A Windows zero-day vulnerability that gives hackers system privileges to compromised devices is being sold for US$90,000.
For $90,000, Windows zero day flaw could be yours
A Windows zero day flaw that reportedly works against all versions of Windows from Windows 2000 to the latest Windows 10, is up for sale for $90,000. The local privilege escalation (LPE) vulnerability is being sold on a Russian cybercrime forum exploit.in and claims to help attackers who already have access to target machines. The vulnerability, thus, can be used along with other vulnerabilities to successfully run malware code and get admin access on the victim devices running Windows operating system.

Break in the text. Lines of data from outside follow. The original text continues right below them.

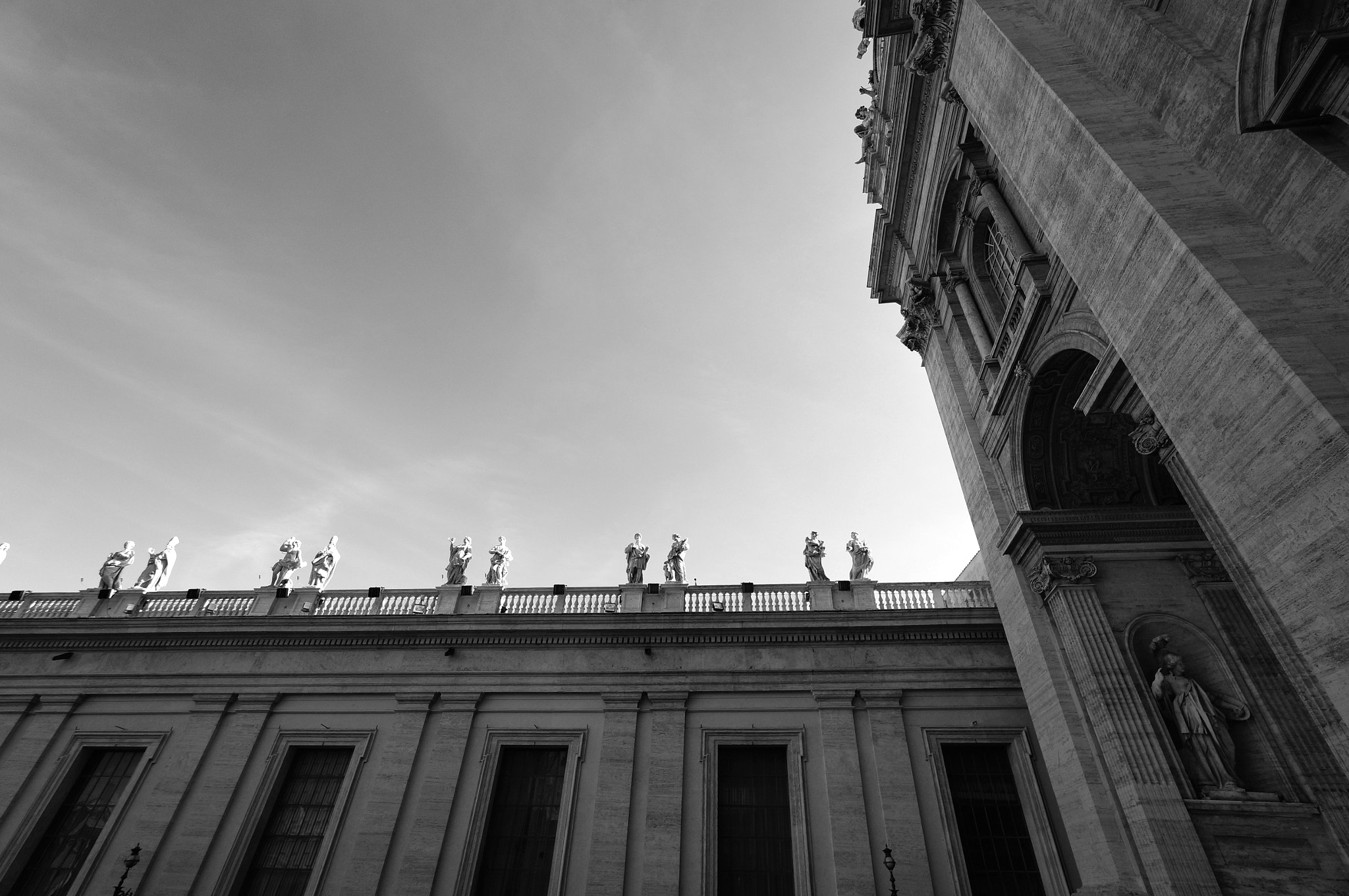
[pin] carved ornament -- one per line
(1203, 567)
(1148, 437)
(935, 26)
(1064, 569)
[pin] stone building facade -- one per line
(655, 740)
(1118, 236)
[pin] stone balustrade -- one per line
(490, 598)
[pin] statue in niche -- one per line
(321, 567)
(813, 554)
(109, 574)
(459, 557)
(155, 575)
(637, 556)
(675, 560)
(862, 561)
(1199, 725)
(285, 569)
(498, 564)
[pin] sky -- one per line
(409, 270)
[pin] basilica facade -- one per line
(1118, 236)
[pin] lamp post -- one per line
(889, 866)
(130, 861)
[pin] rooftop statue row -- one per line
(285, 573)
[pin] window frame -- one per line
(1028, 789)
(269, 789)
(795, 741)
(490, 759)
(60, 782)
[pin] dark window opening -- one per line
(753, 822)
(84, 813)
(522, 825)
(289, 845)
(999, 853)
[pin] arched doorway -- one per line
(1078, 460)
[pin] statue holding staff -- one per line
(459, 557)
(637, 556)
(321, 567)
(813, 554)
(675, 560)
(155, 575)
(499, 562)
(289, 564)
(1198, 723)
(109, 574)
(862, 562)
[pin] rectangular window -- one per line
(289, 845)
(84, 813)
(999, 852)
(753, 822)
(522, 824)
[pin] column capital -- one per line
(1055, 570)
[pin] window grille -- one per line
(522, 824)
(294, 830)
(999, 852)
(84, 813)
(753, 822)
(1000, 262)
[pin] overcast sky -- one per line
(404, 270)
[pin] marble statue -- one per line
(1198, 723)
(285, 569)
(499, 562)
(675, 560)
(155, 575)
(109, 574)
(862, 562)
(637, 556)
(321, 567)
(459, 557)
(815, 558)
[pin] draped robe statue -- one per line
(321, 567)
(109, 574)
(637, 556)
(501, 560)
(459, 557)
(155, 575)
(861, 558)
(813, 554)
(285, 569)
(675, 560)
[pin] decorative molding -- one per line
(935, 20)
(1203, 567)
(1148, 437)
(1067, 569)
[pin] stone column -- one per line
(385, 785)
(30, 740)
(822, 596)
(1163, 834)
(664, 795)
(177, 862)
(960, 284)
(153, 816)
(1005, 220)
(898, 794)
(609, 844)
(848, 807)
(414, 856)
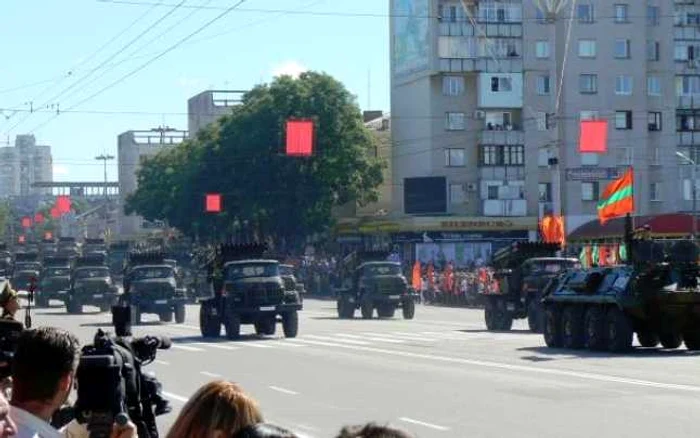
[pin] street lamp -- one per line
(694, 191)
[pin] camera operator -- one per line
(43, 372)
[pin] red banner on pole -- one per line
(300, 138)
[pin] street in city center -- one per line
(439, 375)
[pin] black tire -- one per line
(180, 313)
(232, 325)
(535, 317)
(648, 338)
(408, 309)
(367, 309)
(618, 330)
(671, 340)
(290, 324)
(594, 337)
(552, 327)
(209, 325)
(572, 327)
(692, 339)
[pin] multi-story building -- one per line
(133, 148)
(487, 98)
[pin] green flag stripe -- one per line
(618, 196)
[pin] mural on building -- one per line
(411, 36)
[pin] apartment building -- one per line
(487, 97)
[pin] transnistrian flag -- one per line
(618, 198)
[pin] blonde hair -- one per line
(218, 406)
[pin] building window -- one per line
(455, 122)
(587, 48)
(543, 85)
(589, 191)
(653, 50)
(621, 13)
(623, 119)
(501, 84)
(652, 15)
(588, 83)
(655, 191)
(453, 85)
(542, 49)
(623, 85)
(455, 158)
(654, 121)
(653, 86)
(585, 13)
(622, 49)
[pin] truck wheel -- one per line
(180, 313)
(619, 331)
(367, 309)
(233, 326)
(209, 325)
(572, 327)
(594, 329)
(408, 309)
(290, 324)
(552, 327)
(535, 317)
(692, 339)
(670, 340)
(647, 338)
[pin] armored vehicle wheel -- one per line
(290, 324)
(386, 311)
(180, 313)
(594, 329)
(409, 309)
(552, 327)
(647, 338)
(367, 310)
(572, 327)
(209, 325)
(619, 331)
(233, 326)
(692, 339)
(671, 340)
(535, 317)
(166, 316)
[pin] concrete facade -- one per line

The seller known as BuggiCorp on the forum has published two proof-of-concept videos of an exploit that makes use of this zero-day vulnerability. One of these videos demonstrates the exploit being successfully used with Microsoft's popular EMET (Mitigation Toolkit) running on the target machine. Enhanced Mitigation Experience Toolkit brings a number of security features to the Windows operating system, working against both known and unknown Windows vulnerabilities, and third-party applications running on the OS.

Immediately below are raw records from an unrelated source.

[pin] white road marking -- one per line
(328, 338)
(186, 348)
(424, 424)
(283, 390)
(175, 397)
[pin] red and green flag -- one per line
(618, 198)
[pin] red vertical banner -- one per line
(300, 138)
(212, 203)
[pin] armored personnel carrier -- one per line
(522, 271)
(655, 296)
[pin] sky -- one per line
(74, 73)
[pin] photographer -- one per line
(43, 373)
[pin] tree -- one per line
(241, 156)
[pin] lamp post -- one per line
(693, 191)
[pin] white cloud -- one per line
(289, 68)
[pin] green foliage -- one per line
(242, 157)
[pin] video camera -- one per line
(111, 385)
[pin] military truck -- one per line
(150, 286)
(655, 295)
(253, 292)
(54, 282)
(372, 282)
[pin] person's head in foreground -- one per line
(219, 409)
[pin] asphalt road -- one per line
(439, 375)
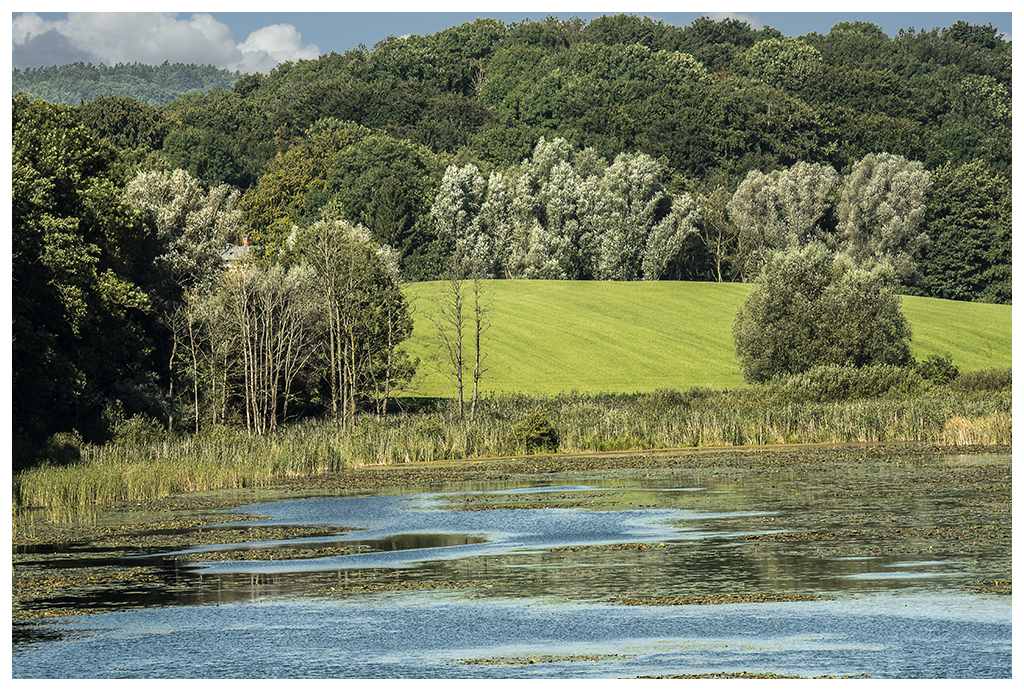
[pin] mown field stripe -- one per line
(549, 337)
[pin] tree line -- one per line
(621, 148)
(153, 84)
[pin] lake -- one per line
(877, 562)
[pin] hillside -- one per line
(554, 336)
(155, 85)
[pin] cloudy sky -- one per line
(258, 41)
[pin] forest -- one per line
(621, 148)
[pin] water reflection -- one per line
(546, 559)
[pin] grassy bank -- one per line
(509, 425)
(549, 337)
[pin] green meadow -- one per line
(550, 337)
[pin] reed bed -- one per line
(224, 458)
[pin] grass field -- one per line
(549, 337)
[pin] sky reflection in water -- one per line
(503, 530)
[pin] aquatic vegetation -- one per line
(567, 424)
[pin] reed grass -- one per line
(226, 459)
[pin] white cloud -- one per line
(267, 47)
(755, 23)
(152, 38)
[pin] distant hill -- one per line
(156, 85)
(559, 336)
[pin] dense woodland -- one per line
(620, 148)
(155, 85)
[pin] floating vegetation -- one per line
(841, 510)
(541, 659)
(637, 547)
(584, 423)
(713, 599)
(747, 675)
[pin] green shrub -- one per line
(535, 433)
(65, 448)
(938, 369)
(983, 381)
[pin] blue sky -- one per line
(258, 41)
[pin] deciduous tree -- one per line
(811, 307)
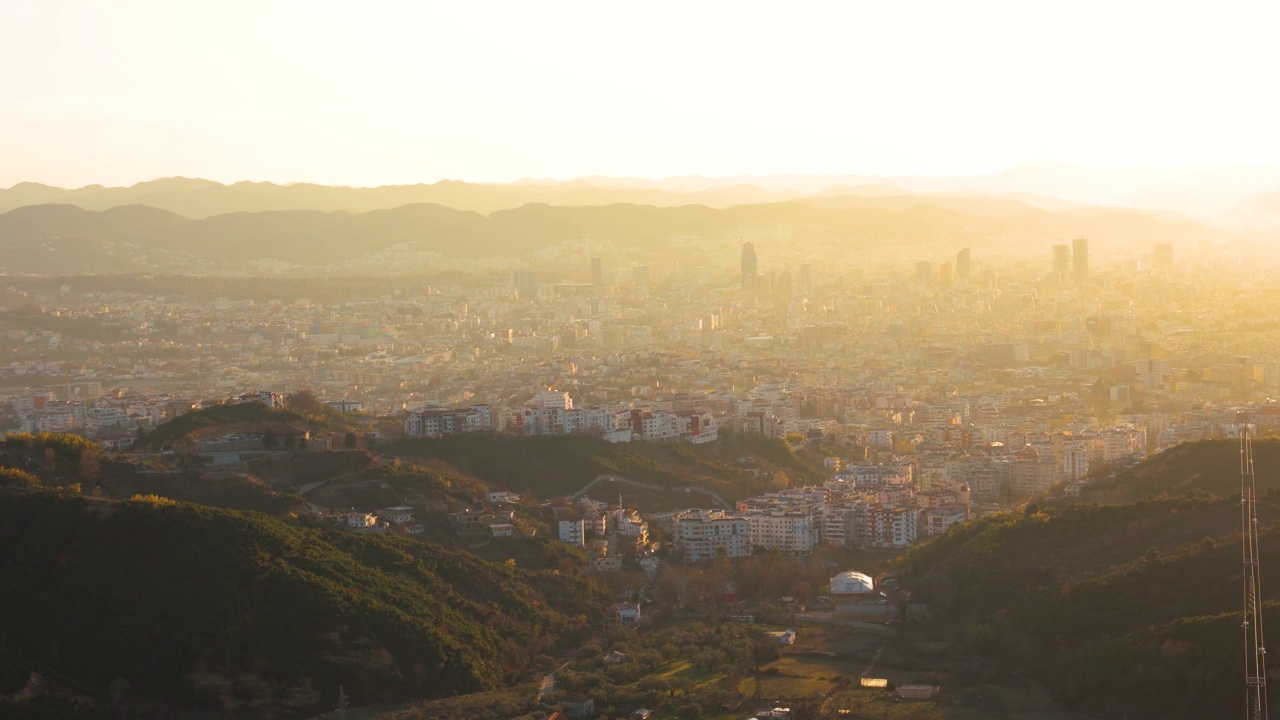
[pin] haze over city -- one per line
(579, 360)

The vulnerability, as shown in the PoC videos show the exploit working on a Windows 10 machine, and elevating cmd.exe process to system level privilege account, essentially giving a hacker admin rights. Researchers have said that having access to an employee's account, a hacker could turn an unprivileged account to an admin account with god-mode rights.
Security researchers from Trustwave's SpiderLabs team have done an extensive post on this claimed vulnerability, and the team says the "seller has put in the effort to present himself/herself as a trustworthy seller with a valid offering."

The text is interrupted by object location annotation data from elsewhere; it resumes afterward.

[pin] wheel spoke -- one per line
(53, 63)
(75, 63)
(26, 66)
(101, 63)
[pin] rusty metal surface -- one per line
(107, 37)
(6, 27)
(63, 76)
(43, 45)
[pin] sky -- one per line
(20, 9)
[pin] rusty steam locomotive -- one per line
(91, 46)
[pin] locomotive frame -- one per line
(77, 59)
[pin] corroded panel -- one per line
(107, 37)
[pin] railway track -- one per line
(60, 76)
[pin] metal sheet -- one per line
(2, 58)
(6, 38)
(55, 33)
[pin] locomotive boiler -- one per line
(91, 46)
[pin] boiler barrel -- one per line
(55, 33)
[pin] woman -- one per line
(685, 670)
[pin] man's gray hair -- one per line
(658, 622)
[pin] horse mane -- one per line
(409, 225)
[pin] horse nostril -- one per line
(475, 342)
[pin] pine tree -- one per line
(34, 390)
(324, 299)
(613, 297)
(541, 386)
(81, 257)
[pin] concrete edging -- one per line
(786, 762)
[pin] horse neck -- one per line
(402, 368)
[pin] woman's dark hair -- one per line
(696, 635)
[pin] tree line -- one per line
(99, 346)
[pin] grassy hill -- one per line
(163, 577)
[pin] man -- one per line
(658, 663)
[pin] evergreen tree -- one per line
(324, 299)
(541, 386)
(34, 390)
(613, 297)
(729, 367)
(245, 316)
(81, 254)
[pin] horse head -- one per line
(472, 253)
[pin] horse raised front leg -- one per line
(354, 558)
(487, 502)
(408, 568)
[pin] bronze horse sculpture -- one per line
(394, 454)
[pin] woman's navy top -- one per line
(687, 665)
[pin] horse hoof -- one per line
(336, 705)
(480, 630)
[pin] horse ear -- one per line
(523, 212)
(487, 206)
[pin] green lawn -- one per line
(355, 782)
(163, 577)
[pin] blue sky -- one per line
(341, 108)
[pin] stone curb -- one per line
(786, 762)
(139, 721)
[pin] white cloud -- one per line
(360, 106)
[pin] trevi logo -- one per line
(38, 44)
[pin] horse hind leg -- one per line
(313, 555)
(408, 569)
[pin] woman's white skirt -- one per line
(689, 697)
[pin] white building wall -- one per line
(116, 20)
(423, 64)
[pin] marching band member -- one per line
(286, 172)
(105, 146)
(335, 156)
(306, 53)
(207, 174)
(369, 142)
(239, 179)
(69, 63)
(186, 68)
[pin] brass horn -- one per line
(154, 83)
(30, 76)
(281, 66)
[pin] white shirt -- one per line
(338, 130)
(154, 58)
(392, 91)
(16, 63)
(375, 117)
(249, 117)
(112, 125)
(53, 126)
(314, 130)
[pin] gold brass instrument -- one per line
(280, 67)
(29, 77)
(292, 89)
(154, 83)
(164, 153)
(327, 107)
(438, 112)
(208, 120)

One of the main indicators for this is the fact that the seller insists on conducting the deal using the forum's admin as the escrow.
[...] A quick thought about the price of this zero day. We don't have many public records of what the price of such exploit should be... the price here seems on the high end but still within a realistic price range, especially considering the return on investment criminals are likely to make using this exploit in any campaign.
SpiderLabs also says that it's comparatively rare to see such zero-day flaws being offered for sale in the open. "Zero days have long been sold in the shadows. In this business you usually need to "know people who know people" in order to buy or sell this kind of commodity," the team noted.
Microsoft will be a likely buyer of this zero-day flaw as the company spends more than $90,000 to find out about such critical flaws. The Windows zero day flaw went on sale on "Patch Tuesday," making sure that the exploit will work for longer time, until Microsoft releases a fix.